Optional one-year school programme in Ireland

Transition Year (TY; Idirbhliain) is an optional one-year school programme that can be taken in the year after the Junior Cycle in Ireland. However, depending on school population and funding it may not be available, and in other schools it is compulsory. For the most part the year is designed around giving students life skills, incorporating a work experience programme. There are also many trips available to the students, foreign and local, aimed at giving a more hands-on aspect to learning.

Transition Year was introduced as a pilot project in September 1974, but it was not until September 1994 that the programme was introduced mainstream. Transition Year is not examined, but rather is assessed (i.e. no written exams), and is intended to be a broad educational experience which assists in the transition from the school environment by encouraging creativity and responsibility for oneself. Approximately 75% of second-level schools offer the programme and it consists of both education and work experience. Schools generally set admissions criteria and design the programme based on local needs in accordance with departmental guidelines.

The year focuses on many non-academic subjects, such as life skills including first aid, cooking, self-defence, driving and typing. A lot of sport goes on, with many different types including: rock-climbing, hill-walking, horse-riding, sailing, kayaking and orienteering. Voluntary work is a requirement in many schools, with students helping out in local communities and charities. There are many programmes aimed at TY students such as TEFL For TY, Student Enterprise and Young Social Innovators (YSI).

Students in TY are also encouraged to take part in various competitions and programmes outside the school; these include BT Young Scientist, Gaisce: The President's Award and Junk Kouture. Many schools use TY as an opportunity to give their students different experiences by organising foreign exchanges, putting on school musicals, etc.
==Advantages==
Transition Year can be considered to be a time for maturity and development. Activities such as work experience and mini-companies encourage growth and teamwork within the student body.
New life skills can be learned such as first aid, cooking, self-defence and budgeting.

A report from the National Council for Curriculum and Assessment found that students who partake in Transition Year generally have higher Leaving Certificate results. It can give students previously unknown confidence in themselves.

==Criticism==

In 2007, the Department of Education and Skills asserted that most teachers and principals are not really challenging students in Transition Year, based on official figures from a WSE report: "There was evidence that the content of certain subject areas lacked substance and that students were not being sufficiently challenged. It is strongly recommended that a root and branch review of the programme be undertaken."

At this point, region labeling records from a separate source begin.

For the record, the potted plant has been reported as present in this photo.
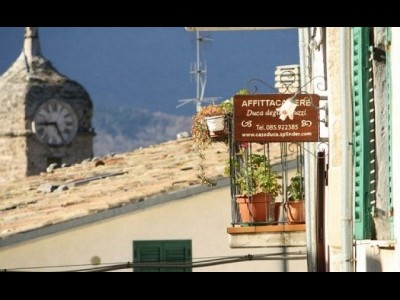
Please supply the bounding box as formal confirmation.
[192,105,227,185]
[230,151,282,223]
[286,173,305,224]
[192,90,248,185]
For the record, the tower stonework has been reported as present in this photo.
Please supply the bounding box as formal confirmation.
[0,27,95,184]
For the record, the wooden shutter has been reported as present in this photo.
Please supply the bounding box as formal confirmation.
[353,27,375,239]
[386,27,394,239]
[133,240,192,272]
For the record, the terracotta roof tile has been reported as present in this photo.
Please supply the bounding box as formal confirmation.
[0,139,288,239]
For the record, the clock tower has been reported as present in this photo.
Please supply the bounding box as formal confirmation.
[0,27,95,184]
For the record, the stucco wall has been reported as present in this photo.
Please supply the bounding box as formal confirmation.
[326,27,342,271]
[0,188,306,272]
[390,27,400,270]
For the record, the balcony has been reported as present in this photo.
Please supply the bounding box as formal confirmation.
[227,143,306,248]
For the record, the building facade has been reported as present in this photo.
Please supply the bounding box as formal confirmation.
[0,27,94,183]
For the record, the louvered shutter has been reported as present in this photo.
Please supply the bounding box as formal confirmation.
[133,240,192,272]
[353,27,374,239]
[386,27,394,239]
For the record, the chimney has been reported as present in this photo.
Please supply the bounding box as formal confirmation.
[23,27,42,69]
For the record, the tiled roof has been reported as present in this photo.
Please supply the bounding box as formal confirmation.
[0,139,284,240]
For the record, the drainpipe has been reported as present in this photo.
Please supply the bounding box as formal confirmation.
[299,28,317,272]
[340,27,354,272]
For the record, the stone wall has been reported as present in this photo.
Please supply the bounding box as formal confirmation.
[0,55,94,183]
[0,137,28,184]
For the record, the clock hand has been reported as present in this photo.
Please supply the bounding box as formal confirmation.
[37,122,65,144]
[37,122,57,126]
[55,122,65,144]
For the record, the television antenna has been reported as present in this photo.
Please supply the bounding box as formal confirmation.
[176,31,221,112]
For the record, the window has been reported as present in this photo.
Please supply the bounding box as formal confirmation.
[353,27,393,240]
[133,240,192,272]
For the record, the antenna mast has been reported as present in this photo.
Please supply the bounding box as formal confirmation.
[177,30,220,112]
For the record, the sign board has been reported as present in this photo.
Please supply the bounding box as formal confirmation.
[233,94,319,143]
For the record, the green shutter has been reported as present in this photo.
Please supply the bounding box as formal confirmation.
[386,27,394,239]
[133,240,192,272]
[353,27,373,239]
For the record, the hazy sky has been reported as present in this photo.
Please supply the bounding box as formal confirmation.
[0,27,298,115]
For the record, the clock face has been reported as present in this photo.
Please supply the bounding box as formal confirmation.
[32,100,78,146]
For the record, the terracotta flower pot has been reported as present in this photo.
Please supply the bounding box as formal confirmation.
[286,200,306,224]
[236,193,280,223]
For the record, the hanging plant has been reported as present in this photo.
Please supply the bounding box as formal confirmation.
[192,89,249,185]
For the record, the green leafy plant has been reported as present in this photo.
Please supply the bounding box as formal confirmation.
[287,173,305,201]
[192,105,225,185]
[192,89,249,185]
[225,150,282,198]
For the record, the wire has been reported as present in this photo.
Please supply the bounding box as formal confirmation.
[0,251,306,272]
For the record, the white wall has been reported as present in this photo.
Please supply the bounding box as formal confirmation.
[0,188,306,271]
[390,27,400,270]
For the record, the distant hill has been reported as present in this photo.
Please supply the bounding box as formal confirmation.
[93,106,192,156]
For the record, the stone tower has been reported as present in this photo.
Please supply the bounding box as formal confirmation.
[0,27,95,183]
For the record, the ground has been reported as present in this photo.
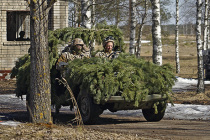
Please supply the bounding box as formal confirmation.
[0,37,210,140]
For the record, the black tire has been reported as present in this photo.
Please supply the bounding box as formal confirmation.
[142,103,166,122]
[77,92,103,124]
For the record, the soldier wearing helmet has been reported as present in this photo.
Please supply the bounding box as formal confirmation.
[95,36,116,59]
[56,38,90,69]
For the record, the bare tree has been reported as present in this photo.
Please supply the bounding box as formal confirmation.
[129,0,136,54]
[151,0,162,65]
[28,0,55,123]
[175,0,180,73]
[203,0,209,50]
[81,0,91,29]
[136,0,148,58]
[91,0,96,29]
[196,0,205,93]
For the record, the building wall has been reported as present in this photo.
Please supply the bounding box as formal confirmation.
[0,0,68,80]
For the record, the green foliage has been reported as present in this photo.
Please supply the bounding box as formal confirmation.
[66,55,176,106]
[11,26,123,104]
[50,24,124,50]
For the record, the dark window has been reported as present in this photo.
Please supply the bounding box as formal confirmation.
[7,11,30,41]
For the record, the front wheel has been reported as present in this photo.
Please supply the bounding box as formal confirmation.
[77,94,102,124]
[142,103,166,122]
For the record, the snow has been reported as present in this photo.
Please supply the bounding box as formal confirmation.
[0,77,210,126]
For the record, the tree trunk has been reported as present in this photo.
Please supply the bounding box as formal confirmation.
[136,0,148,58]
[196,0,205,93]
[175,0,180,73]
[203,0,209,50]
[81,0,91,29]
[72,1,80,28]
[28,0,51,123]
[115,0,120,28]
[151,0,162,65]
[91,0,96,29]
[129,0,136,54]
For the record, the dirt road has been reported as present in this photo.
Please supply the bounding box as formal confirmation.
[0,80,210,140]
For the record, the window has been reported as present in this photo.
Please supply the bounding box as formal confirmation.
[7,11,30,41]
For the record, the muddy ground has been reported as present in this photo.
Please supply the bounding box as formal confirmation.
[0,81,210,140]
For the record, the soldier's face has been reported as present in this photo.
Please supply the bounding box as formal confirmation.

In 2009, businessman Bill Cullen dismissed Transition Year as a “doss year” (an Irish slang expression meaning a school year in which little work is done).

In 2011, independent councillor Richard Finn said Transition Year was a doss year and costs parents a fortune.

In 2012, Dermot Kirwan of Friends of the Elderly criticized Transition Year for being a "self-indulgent luxury that we cannot afford" and was not "fit for purpose" given the current economic crisis.

==Participation==
A study conducted by Transition Year Ireland based on figures obtained from the CSO showed that the uptake of Transition Year increased from 38.42% in 2001 to 63.55% in 2013. Percentages were calculated by comparing the number 4th (Transition) year students in any given year to the number of 3rd year students in the preceding year (nationally).

Uptake in other years were 38.35% in 2002, 39.57% in 2003, 41.33% in 2004, 45.41% in 2005, 47.43% in 2006, 48.86% in 2007, 50.44% in 2008, 52.75% in 2009, 54.34% in 2010, 57.94% in 2011, and 61.53% in 2012.

Mark English — described by Jerry Kiernan as Ireland's "greatest talent" ever in middle-distance running — first turned seriously to athletics during his Transition Year.